Crates.io Build Status

elinor-cli is a set of command-line tools for evaluating IR systems:

  • elinor-evaluate evaluates the ranking metrics of the system.
  • elinor-compare compares the metrics of multiple systems with statistical tests.
  • elinor-convert converts the TREC format into the JSONL format for elinor-evaluate.

Installation

Simply use cargo to install from crates.io.

cargo install elinor-cli

Ubiquitous language

Elinor uses the following terms for convenience:

  • True relevance score means the relevance judgment provided by human assessors.
  • Predicted relevance score means the similarity score predicted by the system.

elinor-evaluate

elinor-evaluate evaluates the ranking metrics of the system.

Input format

elinor-evaluate requires two JSONL files of true and predicted relevance scores. Each line in the JSONL file should be a JSON object with the following fields:

  • query_id: The ID of the query.
  • doc_id: The ID of the document.
  • score: The relevance score of the query-document pair.
    • If it is a true one, the score should be a non-negative integer (e.g., 0, 1, 2).
    • If it is a predicted one, the score can be a float (e.g., 0.1, 0.5, 1.0).

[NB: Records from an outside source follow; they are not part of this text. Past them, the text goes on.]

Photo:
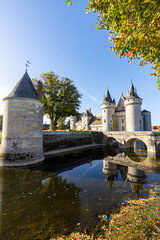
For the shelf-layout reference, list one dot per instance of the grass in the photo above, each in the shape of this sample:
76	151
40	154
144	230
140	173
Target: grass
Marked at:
0	138
138	219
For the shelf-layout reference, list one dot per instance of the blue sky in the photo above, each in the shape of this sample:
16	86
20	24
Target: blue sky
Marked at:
55	36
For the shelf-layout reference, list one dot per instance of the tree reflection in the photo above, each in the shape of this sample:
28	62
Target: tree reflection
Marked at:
37	208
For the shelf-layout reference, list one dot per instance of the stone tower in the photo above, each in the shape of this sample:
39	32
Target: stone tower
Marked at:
73	120
147	125
22	136
108	113
133	111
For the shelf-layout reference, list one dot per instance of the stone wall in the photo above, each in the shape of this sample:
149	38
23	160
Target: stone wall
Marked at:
22	136
59	140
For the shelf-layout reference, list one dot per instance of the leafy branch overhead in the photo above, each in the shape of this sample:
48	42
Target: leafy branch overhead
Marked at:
134	27
61	98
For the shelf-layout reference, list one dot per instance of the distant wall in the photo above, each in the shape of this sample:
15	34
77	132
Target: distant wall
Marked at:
59	140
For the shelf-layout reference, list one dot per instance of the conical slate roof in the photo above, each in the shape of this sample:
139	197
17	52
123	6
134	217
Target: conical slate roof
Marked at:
108	97
24	89
132	92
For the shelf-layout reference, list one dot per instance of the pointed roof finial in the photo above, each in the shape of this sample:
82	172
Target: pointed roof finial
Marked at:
108	96
27	65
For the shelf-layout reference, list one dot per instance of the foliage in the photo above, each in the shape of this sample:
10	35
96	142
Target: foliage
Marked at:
0	138
1	121
134	27
61	98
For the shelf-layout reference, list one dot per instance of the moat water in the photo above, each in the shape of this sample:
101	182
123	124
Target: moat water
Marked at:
70	193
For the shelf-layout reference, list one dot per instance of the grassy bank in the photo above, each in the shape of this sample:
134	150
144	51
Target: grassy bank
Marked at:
138	219
0	138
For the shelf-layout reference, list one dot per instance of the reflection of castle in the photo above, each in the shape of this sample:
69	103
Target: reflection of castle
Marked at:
126	116
135	176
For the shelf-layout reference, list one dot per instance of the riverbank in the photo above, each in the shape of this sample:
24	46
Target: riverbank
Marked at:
0	137
138	219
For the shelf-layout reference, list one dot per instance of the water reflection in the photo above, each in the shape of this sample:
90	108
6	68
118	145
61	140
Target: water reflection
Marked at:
135	176
37	208
67	194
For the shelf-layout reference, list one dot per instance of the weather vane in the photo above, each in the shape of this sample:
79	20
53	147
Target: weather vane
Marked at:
27	65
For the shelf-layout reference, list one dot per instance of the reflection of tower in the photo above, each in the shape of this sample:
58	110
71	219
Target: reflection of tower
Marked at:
137	178
73	120
133	111
108	113
111	171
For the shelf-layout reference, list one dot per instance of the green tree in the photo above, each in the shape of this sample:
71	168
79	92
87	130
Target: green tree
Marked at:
61	124
1	121
134	27
61	98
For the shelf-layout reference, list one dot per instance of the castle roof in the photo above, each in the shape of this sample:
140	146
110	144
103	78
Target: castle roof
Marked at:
145	111
120	105
108	98
24	89
97	121
132	92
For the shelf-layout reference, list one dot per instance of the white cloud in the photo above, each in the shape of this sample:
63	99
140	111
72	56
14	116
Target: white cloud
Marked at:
88	95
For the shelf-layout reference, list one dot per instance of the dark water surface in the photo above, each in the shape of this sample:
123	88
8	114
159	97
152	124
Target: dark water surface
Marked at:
69	193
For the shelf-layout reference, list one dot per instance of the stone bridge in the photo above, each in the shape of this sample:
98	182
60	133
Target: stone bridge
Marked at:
128	139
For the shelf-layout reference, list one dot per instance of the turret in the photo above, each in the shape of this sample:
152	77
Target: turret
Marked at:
147	126
108	113
73	120
22	136
86	118
133	110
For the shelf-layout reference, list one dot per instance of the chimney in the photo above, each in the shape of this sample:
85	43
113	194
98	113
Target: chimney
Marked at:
40	87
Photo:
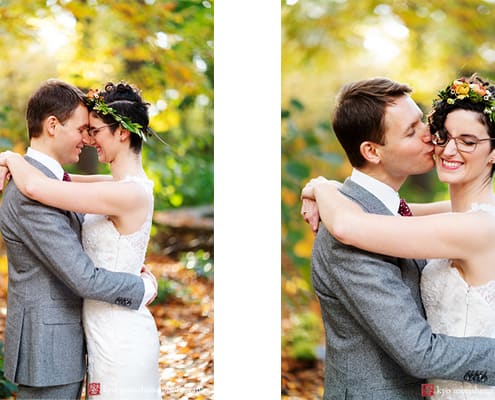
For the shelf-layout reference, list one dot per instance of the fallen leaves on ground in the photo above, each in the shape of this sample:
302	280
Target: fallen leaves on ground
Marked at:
185	325
302	380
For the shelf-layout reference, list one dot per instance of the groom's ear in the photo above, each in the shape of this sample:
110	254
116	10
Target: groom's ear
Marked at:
50	123
370	151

An example of the JSONL file for the true relevance scores is:

{"query_id":"q_1","doc_id":"d_1","score":2}
{"query_id":"q_1","doc_id":"d_7","score":0}
{"query_id":"q_2","doc_id":"d_3","score":2}

An example of the JSONL file for the predicted relevance scores is:

{"query_id":"q_1","doc_id":"d_1","score":0.65}
{"query_id":"q_1","doc_id":"d_4","score":0.23}
{"query_id":"q_2","doc_id":"d_3","score":0.48}

The specifications are:

  • There is no need to sort the lines in the JSONL files.
  • The query-document pairs should be unique in each file.
  • The query IDs in the true and predicted files should be the same.
  • In binary metrics (e.g., Precision, Recall, F1), true relevance scores more than 0 are considered relevant.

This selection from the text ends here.